Extending the success of cellular immunotherapies against blood cancers to the realm of solid tumors will require improved in vitro models that reveal therapeutic modes of action at the molecular level. Here we describe a system, called BEHAV3D, developed to study the dynamic interactions of immune cells and patient cancer organoids by means of imaging and transcriptomics. We apply BEHAV3D to live-track >150,000 engineered T cells cultured with patient-derived, solid-tumor organoids, identifying a 'super engager' behavioral cluster comprising T cells with potent serial killing capacity.
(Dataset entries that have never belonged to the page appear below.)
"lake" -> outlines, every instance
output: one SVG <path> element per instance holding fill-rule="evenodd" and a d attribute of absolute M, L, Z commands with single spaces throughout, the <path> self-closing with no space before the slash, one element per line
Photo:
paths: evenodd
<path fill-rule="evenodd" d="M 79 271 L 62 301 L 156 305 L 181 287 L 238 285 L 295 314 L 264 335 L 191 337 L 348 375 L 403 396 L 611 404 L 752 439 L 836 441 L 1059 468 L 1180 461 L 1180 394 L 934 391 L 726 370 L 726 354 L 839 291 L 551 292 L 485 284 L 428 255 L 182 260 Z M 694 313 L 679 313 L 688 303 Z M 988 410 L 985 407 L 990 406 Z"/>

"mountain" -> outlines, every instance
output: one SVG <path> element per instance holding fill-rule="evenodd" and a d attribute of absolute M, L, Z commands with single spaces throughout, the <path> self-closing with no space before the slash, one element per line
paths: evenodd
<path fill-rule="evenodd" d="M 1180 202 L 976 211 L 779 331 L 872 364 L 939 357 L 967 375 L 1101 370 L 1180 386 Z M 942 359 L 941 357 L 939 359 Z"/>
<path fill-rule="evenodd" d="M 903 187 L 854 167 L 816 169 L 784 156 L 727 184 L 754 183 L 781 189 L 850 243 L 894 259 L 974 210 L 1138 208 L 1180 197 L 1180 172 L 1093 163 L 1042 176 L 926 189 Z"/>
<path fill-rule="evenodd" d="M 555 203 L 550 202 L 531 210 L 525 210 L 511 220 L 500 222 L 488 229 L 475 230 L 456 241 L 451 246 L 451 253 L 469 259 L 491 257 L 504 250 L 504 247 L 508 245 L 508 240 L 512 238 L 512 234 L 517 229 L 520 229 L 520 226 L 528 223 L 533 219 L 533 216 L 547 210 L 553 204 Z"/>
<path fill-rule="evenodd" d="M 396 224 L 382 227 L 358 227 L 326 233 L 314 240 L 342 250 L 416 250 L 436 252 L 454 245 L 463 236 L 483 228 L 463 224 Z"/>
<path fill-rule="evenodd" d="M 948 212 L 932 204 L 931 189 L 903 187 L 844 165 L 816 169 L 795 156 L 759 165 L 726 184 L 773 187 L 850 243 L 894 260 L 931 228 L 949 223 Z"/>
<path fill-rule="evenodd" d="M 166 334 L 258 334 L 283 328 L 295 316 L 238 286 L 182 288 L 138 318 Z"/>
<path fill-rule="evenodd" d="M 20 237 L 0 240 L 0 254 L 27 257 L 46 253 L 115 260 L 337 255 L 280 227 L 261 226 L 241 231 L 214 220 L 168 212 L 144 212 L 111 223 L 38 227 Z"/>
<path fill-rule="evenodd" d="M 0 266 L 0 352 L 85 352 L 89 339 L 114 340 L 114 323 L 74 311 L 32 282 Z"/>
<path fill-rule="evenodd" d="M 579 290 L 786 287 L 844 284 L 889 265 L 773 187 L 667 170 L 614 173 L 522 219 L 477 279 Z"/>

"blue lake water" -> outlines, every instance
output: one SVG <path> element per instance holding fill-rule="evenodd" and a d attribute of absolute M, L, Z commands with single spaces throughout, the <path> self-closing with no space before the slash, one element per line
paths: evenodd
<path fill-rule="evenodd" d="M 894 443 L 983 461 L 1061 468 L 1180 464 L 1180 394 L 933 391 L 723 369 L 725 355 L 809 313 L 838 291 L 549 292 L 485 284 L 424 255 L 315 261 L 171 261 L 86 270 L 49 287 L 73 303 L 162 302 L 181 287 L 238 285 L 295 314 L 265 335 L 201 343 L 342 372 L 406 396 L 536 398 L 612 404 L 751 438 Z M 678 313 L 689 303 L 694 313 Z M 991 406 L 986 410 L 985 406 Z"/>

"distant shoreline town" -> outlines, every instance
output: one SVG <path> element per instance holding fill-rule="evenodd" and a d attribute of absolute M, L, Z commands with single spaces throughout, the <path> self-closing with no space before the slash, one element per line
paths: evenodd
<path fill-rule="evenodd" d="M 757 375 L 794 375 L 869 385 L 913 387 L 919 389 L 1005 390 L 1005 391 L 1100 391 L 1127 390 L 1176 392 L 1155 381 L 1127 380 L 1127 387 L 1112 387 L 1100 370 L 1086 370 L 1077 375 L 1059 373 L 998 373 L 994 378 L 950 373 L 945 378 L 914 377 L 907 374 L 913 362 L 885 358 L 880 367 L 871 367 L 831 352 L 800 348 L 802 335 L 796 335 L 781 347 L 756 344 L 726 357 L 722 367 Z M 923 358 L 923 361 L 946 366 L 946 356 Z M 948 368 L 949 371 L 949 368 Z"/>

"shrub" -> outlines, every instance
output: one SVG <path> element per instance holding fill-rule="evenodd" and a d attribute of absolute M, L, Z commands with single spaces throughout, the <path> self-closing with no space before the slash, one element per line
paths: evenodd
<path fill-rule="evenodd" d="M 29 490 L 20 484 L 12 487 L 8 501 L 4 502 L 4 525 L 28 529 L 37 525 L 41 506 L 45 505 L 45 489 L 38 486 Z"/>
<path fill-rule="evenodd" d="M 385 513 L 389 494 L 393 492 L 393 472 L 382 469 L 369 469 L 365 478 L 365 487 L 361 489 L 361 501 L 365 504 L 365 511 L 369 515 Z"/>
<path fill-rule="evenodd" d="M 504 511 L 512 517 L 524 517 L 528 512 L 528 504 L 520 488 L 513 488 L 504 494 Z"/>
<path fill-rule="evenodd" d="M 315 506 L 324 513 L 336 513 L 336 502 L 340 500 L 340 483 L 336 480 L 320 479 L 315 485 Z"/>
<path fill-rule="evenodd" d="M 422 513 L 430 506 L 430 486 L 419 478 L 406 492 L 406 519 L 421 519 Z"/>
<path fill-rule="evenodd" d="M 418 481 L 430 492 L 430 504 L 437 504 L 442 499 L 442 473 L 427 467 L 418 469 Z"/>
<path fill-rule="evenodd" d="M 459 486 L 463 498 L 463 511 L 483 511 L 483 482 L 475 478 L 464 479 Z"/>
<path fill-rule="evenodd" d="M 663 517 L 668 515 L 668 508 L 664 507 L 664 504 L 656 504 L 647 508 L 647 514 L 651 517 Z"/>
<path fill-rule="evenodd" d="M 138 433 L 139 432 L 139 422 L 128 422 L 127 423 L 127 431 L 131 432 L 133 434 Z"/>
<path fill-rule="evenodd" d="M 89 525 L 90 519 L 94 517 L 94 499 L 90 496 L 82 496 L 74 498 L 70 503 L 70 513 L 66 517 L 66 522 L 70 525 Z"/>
Among other T cell concepts we also study cancer metabolome-sensing engineered T cells (TEGs) and detect behavior-specific gene signatures that include a group of 27 genes with no previously described T cell function that are expressed by super engager killer TEGs. We further show that type I interferon can prime resistant organoids for TEG-mediated killing. BEHAV3D is a promising tool for the characterization of behavioral-phenotypic heterogeneity of cellular immunotherapies and may support the optimization of personalized solid-tumor-targeting cell therapies. The dynamics and molecular mechanisms of T cell therapies are probed in cancer organoids.

Automated summary

This study utilizes a system called BEHAV3D to investigate the dynamic interactions between immune cells and patient cancer organoids. By live-tracking a large number of engineered T cells cultured with patient-derived solid-tumor organoids, a cluster of "super engager" T cells with potent serial killing capacity is identified. The study also examines cancer metabolome-sensing engineered T cells (TEGs) and identifies behavior-specific gene signatures in these cells. Additionally, it demonstrates the ability of type I interferon to prime resistant organoids for TEG-mediated killing.